Capítulo 2
— Rafa. — Chamei, mantendo a voz baixa e um distanciamento calculado.

Ele estacou por um instante, claramente surpreso pelo tratamento inusual.

Fitei seus olhos sem hesitar, respondendo com uma franqueza que nos separava.

Num movimento brusco, ele se projetou sobre mim, me prendendo contra o colchão com aquele tom desafiador de sempre:

— Amor, será que está me tratando assim fria por que não transamos ontem?

As palavras rolavam descompromissadas como sempre, fingindo que nossa dinâmica permanecia inalterada.

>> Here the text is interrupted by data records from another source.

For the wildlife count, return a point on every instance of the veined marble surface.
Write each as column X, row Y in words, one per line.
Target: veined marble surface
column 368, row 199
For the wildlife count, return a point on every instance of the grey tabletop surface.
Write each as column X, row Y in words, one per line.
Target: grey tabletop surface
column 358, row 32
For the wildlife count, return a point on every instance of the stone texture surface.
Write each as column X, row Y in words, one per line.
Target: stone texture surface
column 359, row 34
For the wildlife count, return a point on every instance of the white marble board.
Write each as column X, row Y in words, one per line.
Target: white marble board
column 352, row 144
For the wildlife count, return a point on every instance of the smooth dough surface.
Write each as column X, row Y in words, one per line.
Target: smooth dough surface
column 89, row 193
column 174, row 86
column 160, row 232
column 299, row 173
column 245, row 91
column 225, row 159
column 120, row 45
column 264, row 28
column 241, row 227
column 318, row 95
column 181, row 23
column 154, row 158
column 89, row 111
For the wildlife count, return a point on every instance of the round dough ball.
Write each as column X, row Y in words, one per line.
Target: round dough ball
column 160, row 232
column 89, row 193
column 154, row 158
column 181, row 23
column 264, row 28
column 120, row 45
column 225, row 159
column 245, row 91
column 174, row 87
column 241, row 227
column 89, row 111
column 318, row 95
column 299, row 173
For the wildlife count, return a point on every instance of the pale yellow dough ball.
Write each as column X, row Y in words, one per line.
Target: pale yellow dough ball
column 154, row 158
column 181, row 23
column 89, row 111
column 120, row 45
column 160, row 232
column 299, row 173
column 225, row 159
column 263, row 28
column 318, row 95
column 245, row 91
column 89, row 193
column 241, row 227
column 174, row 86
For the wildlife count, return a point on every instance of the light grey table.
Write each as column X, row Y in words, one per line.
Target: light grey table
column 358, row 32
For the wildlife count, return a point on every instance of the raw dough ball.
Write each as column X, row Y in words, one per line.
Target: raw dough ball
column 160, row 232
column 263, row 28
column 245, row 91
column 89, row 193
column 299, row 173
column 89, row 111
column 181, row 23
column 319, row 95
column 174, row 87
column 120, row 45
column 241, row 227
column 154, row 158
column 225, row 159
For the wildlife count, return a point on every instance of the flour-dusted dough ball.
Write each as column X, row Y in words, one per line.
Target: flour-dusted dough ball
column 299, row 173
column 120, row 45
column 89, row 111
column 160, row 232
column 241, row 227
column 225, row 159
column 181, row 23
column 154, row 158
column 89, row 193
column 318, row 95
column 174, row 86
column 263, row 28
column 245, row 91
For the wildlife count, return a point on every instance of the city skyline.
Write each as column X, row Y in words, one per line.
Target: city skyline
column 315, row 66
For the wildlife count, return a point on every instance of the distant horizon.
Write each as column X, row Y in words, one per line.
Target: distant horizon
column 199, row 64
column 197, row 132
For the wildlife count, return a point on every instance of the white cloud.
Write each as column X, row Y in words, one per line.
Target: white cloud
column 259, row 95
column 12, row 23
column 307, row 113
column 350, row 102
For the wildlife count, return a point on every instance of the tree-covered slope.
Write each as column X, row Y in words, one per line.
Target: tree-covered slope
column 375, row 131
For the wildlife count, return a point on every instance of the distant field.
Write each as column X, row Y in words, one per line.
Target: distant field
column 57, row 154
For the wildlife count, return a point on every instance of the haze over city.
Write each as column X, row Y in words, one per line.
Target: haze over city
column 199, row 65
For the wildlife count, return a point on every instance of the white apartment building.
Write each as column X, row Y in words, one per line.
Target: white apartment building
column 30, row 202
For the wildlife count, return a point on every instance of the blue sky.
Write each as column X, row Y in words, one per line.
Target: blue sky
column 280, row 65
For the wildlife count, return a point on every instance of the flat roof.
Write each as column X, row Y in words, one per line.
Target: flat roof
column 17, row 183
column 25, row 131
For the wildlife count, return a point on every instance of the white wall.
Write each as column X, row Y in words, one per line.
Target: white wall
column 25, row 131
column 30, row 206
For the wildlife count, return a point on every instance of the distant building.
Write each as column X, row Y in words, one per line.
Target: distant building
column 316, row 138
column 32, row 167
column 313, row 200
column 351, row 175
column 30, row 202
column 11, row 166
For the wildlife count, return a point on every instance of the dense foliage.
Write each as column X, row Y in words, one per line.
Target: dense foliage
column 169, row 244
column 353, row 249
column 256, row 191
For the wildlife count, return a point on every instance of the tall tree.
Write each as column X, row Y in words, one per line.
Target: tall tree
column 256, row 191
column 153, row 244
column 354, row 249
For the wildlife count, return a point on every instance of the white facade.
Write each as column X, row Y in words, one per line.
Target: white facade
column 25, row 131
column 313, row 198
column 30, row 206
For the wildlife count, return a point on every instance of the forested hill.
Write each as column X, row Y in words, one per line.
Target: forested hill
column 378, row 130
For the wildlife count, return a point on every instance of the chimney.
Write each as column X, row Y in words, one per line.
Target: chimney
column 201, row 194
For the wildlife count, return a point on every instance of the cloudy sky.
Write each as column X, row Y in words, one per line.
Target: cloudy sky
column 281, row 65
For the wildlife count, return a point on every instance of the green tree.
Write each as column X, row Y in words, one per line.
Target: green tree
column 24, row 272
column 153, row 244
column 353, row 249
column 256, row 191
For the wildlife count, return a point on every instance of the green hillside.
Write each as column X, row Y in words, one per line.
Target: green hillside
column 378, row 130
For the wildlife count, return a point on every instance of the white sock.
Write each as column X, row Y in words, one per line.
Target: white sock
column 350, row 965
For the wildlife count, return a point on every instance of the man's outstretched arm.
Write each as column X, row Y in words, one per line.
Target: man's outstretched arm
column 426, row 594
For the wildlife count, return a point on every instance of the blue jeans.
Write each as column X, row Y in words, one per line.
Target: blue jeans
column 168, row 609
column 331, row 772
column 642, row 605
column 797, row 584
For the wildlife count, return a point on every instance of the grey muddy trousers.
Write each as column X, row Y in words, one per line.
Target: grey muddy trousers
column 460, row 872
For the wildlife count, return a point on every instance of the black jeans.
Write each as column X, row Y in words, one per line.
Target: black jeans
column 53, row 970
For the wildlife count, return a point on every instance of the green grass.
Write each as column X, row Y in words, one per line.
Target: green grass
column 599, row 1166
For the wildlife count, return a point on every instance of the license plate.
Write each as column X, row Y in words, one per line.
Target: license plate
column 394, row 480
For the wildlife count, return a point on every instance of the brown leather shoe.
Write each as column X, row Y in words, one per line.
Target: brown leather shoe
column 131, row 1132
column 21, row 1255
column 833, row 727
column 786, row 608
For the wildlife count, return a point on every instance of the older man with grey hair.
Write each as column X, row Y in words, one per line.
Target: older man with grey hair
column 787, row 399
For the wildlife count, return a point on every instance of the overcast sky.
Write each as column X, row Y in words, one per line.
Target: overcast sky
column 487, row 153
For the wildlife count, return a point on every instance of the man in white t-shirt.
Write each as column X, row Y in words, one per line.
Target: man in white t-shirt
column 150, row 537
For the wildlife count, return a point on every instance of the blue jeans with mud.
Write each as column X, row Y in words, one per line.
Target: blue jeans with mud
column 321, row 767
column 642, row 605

— Amor, a culpa é toda minha. A partir de agora vou me dedicar mais na cama até a gente transcender a intimidade.

As frases que antes me faziam arder de vergonha agora provocavam náuseas, como se meu estômago tentasse se revoltar contra o corpo.

Enquanto abria os botões da camisa, avistei a marca de batom em seu peito. Na nossa época, ele sempre proibia qualquer marca com o argumento: "Adultos não ficam marcando posse". Agora entendia que não era sobre marcas, era sobre quem tinha direito de fazê-las.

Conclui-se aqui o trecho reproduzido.